It was not until I started settling in Porto-Novo, Benin, in my host family’s home, that I felt I may be living in the homeland of my direct ancestors. Before I arrived in Benin, I told no one that my father was Nigerian; he was in fact from the Yoruba tribe that also resided in Porto-Novo. My host family (who were also Yoruba) were very kind to me, it was clear to me they had hosted other African American volunteers. But it wasn’t until I began to tell them my middle name, my sister's and brother’s names, that I made a solid connection. We all had Nigerian middle names. These were the only things of substance our father left us after his death during our early childhood.
Being suddenly connected to my father’s family has always been a fantasy for me. Recently even more so—because of course, as I read celebrity news, I learned that a long-lost tribal king’s descendant (the celebrity) went to Ghana for a trip only to realize he was related to royalty. While my fantasies still remain—isn’t it everyone’s dream to find out overnight that they are a long-lost queen—don’t worry, I am grounded. I’ve always wanted to learn the language of my father, so I learned some phrases from my Yoruba friends. I would watch Nigerian soap operas and transport myself in the TV world of tribal kingdoms, troubled romance and family drama.
Starting with those initial moments of connection with my host family and the feeling that I had found what I had been seeking for so long, I felt I wanted to stay in Benin forever, to gather stories from my long-lost tribe. But life was hard. It was hard for me to reconcile the great experiences I had with my family and my students with the ongoing struggle of being a dark-skinned African American woman in the Peace Corps. It was tough for everyone. Everyone endured some kind of sickness; it was amazing how we all survived. But on top of that, I had to endure months of ridiculing and demeaning remarks about my afro hairstyle. While white volunteers could wear their own natural hair, my tight curls had to be hidden. I was told many times I wasn’t really American (I was too dark to be American) and I should already know about the culture and language—I don’t really need to be trained. Facing this, I struggled to get support from other volunteers. It felt as if no one cared, maybe because they had their own problems. I also wondered if other volunteers envied me for blending in and not getting harassed every time I went out.

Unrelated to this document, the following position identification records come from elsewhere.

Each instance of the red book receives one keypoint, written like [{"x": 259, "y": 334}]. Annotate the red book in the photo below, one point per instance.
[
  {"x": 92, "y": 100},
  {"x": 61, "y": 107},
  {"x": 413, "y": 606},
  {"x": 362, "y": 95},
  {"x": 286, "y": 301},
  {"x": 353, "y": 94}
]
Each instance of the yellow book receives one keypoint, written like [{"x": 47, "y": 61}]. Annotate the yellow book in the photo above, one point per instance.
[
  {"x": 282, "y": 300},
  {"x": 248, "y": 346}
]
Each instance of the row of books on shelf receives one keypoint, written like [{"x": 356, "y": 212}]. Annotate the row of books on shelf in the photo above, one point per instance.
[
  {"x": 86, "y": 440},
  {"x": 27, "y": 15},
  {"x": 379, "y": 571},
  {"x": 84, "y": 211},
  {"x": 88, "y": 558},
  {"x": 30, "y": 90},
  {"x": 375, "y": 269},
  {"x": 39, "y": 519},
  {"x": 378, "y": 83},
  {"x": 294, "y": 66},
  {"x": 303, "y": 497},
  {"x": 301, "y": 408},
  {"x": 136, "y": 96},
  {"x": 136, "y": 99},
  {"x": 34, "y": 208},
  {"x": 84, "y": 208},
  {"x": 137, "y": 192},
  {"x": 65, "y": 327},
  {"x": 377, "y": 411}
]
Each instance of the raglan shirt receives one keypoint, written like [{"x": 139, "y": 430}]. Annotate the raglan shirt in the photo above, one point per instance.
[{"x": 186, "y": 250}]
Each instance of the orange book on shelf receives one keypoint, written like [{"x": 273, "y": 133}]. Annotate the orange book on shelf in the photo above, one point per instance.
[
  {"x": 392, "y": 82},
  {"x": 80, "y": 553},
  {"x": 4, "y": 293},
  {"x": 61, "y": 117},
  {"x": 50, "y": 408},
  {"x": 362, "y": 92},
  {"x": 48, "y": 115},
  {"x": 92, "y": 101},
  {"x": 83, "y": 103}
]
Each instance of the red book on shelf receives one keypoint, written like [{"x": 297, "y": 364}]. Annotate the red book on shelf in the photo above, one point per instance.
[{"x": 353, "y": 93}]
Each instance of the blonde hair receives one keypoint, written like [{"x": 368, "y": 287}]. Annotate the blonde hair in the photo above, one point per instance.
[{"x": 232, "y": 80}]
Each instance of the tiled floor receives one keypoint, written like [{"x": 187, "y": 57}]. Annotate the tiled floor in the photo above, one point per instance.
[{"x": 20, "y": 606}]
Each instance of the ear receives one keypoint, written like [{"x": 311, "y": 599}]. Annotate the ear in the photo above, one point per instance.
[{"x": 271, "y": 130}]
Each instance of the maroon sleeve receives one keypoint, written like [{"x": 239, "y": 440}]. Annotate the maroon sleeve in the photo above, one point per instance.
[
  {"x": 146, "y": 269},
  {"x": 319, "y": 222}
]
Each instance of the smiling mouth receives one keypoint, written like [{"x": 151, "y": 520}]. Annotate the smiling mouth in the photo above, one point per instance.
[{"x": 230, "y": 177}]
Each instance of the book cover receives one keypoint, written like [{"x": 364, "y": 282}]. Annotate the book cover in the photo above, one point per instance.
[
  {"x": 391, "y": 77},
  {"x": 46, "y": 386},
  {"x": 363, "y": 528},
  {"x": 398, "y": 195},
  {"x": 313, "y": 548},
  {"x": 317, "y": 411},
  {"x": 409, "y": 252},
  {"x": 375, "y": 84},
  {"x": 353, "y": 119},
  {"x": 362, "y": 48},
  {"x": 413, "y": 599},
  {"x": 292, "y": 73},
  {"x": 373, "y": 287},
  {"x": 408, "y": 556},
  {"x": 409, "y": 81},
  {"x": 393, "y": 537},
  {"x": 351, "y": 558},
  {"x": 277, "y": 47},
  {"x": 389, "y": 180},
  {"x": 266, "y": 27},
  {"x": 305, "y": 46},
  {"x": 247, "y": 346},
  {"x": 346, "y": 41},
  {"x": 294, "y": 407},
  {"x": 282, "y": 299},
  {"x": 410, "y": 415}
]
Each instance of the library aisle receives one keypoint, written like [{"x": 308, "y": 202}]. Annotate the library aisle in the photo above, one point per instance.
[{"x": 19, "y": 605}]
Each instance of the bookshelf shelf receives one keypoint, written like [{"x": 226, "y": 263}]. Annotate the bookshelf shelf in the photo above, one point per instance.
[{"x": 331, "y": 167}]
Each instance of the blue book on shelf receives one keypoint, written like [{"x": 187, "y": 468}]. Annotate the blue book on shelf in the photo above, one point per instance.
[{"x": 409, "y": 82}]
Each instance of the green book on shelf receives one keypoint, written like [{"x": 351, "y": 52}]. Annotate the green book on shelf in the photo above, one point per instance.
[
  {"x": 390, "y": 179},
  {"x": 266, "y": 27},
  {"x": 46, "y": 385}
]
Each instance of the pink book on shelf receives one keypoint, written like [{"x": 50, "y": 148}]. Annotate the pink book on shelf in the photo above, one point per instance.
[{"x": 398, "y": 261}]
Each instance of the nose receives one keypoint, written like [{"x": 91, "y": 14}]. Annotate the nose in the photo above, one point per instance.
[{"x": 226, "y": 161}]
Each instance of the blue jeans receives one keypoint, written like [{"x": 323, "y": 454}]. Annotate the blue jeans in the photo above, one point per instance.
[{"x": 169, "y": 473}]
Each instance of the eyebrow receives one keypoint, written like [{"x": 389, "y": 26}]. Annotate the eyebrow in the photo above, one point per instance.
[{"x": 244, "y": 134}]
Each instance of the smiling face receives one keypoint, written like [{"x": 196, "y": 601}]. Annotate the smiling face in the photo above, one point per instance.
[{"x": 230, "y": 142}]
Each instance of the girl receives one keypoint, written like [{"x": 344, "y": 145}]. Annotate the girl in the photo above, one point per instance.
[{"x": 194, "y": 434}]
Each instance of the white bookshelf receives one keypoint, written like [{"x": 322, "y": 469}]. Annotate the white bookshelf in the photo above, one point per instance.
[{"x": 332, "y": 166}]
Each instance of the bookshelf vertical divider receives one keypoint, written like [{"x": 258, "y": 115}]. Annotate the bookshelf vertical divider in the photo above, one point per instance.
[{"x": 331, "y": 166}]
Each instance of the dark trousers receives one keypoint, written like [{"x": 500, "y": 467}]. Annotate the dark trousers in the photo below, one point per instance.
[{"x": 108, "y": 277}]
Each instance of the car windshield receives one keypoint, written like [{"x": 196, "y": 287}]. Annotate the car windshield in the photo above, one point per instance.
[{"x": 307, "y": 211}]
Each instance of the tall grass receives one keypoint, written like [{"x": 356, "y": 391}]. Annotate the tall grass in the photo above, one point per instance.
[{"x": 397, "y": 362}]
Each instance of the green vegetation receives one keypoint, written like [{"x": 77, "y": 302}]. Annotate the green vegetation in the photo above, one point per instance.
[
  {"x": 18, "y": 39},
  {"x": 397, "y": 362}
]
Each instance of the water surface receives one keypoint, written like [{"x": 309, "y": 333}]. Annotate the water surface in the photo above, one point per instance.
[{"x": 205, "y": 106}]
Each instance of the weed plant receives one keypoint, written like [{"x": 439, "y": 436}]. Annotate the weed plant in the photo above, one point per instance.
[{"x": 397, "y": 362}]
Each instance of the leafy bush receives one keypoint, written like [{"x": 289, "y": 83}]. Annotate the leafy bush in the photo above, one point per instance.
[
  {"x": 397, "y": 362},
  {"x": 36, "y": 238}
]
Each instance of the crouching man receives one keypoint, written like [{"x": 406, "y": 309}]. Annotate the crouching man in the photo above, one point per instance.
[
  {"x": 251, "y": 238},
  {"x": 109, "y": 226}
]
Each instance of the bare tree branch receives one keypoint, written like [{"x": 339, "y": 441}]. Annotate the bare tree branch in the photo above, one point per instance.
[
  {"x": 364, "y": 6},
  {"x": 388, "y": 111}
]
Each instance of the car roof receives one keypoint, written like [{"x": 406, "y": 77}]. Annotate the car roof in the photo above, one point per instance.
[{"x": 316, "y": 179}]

I wrote this post because I wanted to tell the world that I still want to find my father’s family. I still love Benin and its rich culture. I’m not sure I found my homeland, but I definitely found something else. I learned so much from the locals who would say “welcome back home.” I wrote this post to tell you that I am truly looking forward to a long 8-hour bus ride back to my village. A hot season where walking just one meter outside makes me sweat profusely and tan like I didn’t just put on sunblock before. How about traveling 4 hours and back just for a huge jar of Nutella? How about sitting under the big tree in the village and slurping the traditional Bisap Icee? Sounds nice; sounds like home.
RPCV/W member Donna York served in Benin from 2014-2015.